The article about the robbery in Life magazine, September 22, 1972, is reproduced in its entirety but also included are half-page hard-sell advertisements for cigarettes, a shrinkless cotton material, and a miracle corkscrew reminding us everyone is selling something. The article is written in the form of a screenplay and it prophetically compares the "rugged good looks" of Wojtowicz with Al Pacino. In hindsight one wonders at the professionalism of the Life editors.
Displayed is a copy of one of the versions of the scenario for Dog Day Afternoon (January 16, 1974), initially co-written by P.F. Kluge and Franck Pierson. Kluge was one of the co-authors of the Life article.
There is the movie poster from the Dog Day Afternoon, which announces, "…the bank was like a circus sideshow…And it's all true." And from High Society magazine, November 1980, there is a glamour picture of Liz Eden.
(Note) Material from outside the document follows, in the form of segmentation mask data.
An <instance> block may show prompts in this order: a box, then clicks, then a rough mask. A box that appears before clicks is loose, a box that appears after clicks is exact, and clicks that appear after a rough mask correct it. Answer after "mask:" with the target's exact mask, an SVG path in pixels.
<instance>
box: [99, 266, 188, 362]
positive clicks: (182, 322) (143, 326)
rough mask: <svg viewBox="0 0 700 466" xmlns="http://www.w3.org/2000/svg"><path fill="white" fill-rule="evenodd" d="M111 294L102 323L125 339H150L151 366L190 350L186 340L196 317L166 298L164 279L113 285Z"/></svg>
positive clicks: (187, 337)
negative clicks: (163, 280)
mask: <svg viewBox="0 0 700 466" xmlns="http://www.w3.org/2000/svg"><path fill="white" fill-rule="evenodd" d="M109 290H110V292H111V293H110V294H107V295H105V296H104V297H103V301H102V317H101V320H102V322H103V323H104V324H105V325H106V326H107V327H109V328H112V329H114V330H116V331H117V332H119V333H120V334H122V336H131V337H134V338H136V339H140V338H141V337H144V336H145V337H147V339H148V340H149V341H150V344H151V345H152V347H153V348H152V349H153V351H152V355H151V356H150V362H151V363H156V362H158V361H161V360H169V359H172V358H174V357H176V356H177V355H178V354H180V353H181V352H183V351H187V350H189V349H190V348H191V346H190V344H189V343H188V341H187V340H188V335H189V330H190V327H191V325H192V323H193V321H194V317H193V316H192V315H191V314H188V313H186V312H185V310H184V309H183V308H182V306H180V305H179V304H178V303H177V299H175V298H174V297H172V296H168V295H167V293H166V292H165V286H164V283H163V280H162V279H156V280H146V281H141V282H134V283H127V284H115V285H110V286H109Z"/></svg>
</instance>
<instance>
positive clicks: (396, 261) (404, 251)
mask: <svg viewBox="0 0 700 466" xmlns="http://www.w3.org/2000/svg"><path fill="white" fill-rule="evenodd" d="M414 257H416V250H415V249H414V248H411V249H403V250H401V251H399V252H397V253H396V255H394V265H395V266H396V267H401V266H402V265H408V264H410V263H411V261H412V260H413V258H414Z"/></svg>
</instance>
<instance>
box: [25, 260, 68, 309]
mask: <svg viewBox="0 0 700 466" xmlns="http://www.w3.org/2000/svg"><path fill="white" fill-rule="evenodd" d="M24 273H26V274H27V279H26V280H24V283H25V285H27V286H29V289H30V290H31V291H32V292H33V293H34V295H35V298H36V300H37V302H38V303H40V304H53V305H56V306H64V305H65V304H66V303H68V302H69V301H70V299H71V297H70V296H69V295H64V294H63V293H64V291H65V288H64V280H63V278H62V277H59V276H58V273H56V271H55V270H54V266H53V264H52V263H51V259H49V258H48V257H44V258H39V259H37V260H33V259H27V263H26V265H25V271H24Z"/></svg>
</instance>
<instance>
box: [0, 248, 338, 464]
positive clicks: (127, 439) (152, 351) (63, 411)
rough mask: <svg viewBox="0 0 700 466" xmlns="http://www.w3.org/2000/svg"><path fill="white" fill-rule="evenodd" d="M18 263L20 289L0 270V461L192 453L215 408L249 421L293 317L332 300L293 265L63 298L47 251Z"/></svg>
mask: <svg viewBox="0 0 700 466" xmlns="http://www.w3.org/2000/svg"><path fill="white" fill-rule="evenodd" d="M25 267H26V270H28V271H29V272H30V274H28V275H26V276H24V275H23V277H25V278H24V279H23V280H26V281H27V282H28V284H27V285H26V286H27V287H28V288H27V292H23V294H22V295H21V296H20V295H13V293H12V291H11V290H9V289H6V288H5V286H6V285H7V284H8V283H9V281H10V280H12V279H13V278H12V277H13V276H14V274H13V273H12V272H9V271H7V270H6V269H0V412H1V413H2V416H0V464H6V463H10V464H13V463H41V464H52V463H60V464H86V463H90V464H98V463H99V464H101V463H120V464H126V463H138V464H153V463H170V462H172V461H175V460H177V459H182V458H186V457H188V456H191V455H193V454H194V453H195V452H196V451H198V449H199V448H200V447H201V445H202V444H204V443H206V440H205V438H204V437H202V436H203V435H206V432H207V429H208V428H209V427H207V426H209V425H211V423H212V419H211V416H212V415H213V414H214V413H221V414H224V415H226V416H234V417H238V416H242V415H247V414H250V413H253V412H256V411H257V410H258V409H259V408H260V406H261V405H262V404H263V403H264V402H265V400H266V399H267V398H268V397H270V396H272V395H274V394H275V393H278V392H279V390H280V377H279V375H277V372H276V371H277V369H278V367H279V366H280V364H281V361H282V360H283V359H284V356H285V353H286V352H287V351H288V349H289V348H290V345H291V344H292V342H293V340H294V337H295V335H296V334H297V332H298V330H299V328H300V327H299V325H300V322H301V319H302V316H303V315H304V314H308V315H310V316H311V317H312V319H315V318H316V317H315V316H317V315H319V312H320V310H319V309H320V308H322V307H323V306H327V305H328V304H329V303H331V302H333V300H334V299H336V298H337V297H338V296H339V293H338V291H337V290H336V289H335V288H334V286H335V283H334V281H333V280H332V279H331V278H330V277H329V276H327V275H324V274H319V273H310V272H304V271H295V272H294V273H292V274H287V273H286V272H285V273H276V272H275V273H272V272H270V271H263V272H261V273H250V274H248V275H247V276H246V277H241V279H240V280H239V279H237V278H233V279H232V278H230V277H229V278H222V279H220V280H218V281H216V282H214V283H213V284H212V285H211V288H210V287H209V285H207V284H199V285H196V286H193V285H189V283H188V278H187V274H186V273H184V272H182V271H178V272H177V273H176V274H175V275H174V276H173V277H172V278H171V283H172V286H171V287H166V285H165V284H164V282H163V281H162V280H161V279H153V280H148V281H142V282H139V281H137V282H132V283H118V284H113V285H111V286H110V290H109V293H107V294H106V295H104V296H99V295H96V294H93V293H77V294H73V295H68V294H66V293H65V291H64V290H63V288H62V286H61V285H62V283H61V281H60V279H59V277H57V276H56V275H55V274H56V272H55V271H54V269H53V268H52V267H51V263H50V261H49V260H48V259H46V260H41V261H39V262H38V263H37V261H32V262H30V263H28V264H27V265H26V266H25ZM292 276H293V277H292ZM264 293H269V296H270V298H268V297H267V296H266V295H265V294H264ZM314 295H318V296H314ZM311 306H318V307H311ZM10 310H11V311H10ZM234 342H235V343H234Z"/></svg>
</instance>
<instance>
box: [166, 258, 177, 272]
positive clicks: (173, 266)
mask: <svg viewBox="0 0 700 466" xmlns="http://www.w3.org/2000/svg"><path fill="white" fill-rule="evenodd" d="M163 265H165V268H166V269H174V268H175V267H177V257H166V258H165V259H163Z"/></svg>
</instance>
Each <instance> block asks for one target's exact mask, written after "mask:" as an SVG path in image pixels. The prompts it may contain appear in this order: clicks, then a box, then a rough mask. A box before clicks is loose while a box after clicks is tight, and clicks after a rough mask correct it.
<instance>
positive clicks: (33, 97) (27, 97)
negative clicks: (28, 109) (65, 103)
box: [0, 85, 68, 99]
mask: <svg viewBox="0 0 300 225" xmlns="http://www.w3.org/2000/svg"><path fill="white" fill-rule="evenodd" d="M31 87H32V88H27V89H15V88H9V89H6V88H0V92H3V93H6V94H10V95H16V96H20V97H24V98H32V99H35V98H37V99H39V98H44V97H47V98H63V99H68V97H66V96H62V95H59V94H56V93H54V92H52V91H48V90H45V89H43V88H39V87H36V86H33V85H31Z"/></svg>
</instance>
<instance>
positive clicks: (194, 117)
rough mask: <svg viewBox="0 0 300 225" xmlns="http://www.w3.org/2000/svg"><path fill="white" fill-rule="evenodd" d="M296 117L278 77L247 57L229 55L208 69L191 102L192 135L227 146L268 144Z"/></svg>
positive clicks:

In the universe of The Third Memory, the advertisements, the politicians, the movies, and the magazines promise us an exciting, rewarding life, a life filled with "spectacle", yet everyone is out to outmaneuver everyone else. The consequences of this manipulation are etched on the body of a suicidal transsexual who hallucinates about the perfect existence and it inspires a holdup man to shout, "I want people out there, I want reporters out there, they're what's keeping me alive."
The irony is that all these people looking for fulfillment in being (in)famous, in turn become the manipulators of the media. All art is a metaphorical self-portrait of it's creator(s) and postmodernism is an anti-value movement. For all the spectacle of international museum shows it doesn't make up for the emptiness that is fame-chasing Pierre Huyghe.